Diese Freude ist ein Zugang zur Arbeit von Majerus, eine Freude, die ihren Ursprung im Spiel und in der Begeisterung für die technischen Möglichkeiten hat, nicht im analytischen Durchdringen von Inhalten. Majerus sei ein User gewesen, kein Hacker, beschreibt Milan Ther, Direktor des Hamburger Kunstvereins, die stark auf Computerspiel-Ästhetiken basierenden Arbeiten aus dem Spätwerk. Neben Mario Kart tauchen in Hamburg Motive aus dem frühen Videospiel »Space Invaders« auf, oder Porträts des Hacker-Stars Tron, aber: Majerus scheint sich gar nicht für das Spiel zu interessieren, er interessiert sich für die ästhetischen Eigenarten der Pixelgrafik, genauso wie er sich nicht für die konkrete Figur des als Tron bekannten Boris F. interessiert, sondern für eine mythisch überhöhte Ikonographie, die er mit Promobildern aus dem Science-Fiction-Film »Tron« koppelt. Alles hier ist Oberfläche, darin ist diese Kunst den Vorläufern aus der Pop Art verwandt, aber die Oberfläche erscheint nicht mehr glatt und poliert, sondern als fröhliche Basis eines expressiven, chaotischen und leidenschaftlichen Spiels mit Zeichen.
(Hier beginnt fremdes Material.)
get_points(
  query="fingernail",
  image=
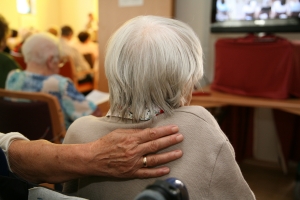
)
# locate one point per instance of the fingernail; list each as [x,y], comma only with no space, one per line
[175,129]
[178,153]
[179,137]
[165,170]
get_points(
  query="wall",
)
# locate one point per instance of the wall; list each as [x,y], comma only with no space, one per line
[197,14]
[50,12]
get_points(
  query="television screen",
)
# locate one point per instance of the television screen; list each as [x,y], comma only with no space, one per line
[255,16]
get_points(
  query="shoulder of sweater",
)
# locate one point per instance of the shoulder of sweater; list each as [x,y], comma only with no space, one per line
[199,112]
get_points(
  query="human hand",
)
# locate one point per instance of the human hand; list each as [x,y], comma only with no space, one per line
[120,153]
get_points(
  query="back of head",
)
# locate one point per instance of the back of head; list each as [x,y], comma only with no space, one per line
[83,36]
[53,30]
[39,47]
[3,28]
[66,31]
[152,63]
[14,33]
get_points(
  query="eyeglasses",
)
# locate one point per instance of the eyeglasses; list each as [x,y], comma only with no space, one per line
[62,62]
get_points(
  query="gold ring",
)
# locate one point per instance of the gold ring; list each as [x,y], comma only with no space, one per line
[144,161]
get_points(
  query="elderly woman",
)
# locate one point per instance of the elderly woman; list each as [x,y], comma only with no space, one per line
[43,58]
[152,65]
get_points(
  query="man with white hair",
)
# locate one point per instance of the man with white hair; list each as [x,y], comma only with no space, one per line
[84,71]
[43,58]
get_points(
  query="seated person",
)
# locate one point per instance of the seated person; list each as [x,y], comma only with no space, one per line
[84,71]
[7,63]
[85,46]
[42,56]
[53,30]
[152,64]
[13,39]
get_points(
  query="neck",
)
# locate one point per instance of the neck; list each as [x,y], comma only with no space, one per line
[38,69]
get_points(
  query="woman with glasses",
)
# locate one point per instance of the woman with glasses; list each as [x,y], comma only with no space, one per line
[43,58]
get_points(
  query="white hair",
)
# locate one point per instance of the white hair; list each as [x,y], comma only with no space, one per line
[152,62]
[38,47]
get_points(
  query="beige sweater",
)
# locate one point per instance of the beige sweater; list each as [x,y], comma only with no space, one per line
[208,167]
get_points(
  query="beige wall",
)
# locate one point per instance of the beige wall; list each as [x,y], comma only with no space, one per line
[197,14]
[50,12]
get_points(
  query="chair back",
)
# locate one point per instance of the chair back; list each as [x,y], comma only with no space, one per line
[39,117]
[19,59]
[69,71]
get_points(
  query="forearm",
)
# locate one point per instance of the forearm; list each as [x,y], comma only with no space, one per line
[41,161]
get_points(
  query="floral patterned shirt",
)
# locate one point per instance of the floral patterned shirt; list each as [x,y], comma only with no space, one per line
[73,103]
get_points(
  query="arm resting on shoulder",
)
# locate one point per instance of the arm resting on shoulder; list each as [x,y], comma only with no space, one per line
[41,161]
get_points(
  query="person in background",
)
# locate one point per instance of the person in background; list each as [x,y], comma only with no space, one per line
[7,63]
[152,64]
[222,11]
[86,46]
[84,71]
[294,8]
[116,155]
[92,27]
[24,34]
[13,39]
[43,58]
[53,30]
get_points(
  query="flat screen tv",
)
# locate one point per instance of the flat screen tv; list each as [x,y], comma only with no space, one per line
[255,16]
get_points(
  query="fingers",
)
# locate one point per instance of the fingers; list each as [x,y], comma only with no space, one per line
[150,134]
[163,158]
[155,160]
[159,144]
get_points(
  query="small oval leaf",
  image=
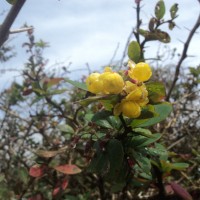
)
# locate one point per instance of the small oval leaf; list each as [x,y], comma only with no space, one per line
[160,9]
[173,11]
[134,51]
[181,191]
[37,170]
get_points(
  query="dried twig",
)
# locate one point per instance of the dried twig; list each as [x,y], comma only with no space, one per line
[10,18]
[183,56]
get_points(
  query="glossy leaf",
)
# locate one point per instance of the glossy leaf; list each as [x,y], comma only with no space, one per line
[65,128]
[152,115]
[160,9]
[99,163]
[171,25]
[155,35]
[146,141]
[105,119]
[173,11]
[77,84]
[47,154]
[142,161]
[159,113]
[37,170]
[156,91]
[179,166]
[163,36]
[23,174]
[152,23]
[144,132]
[49,82]
[68,169]
[180,191]
[2,177]
[134,51]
»Fuck« von 1992, ausgestellt in Berlin, ist eine Suada der Beschimpfungen: »Fuck Schnabel, Fuck Kippenberger, Fuck Gilbert & George« und so weiter. Ist okay. Interessant aber: Wenn man Majerus’ Arbeit ernst nimmt, dann sind die hier Beschimpften durch die Bank Künstler, zu denen er eigentlich eine inhaltliche und ästhetische Verwandtschaft fühlen müsste, in der Begeisterung für Oberflächen, in der Ironie, in der Popkulturnähe. Ficken ist Liebe, so lässt sich »Fuck« auch lesen. Vielleicht muss man diese Kunst einfach wörtlich nehmen.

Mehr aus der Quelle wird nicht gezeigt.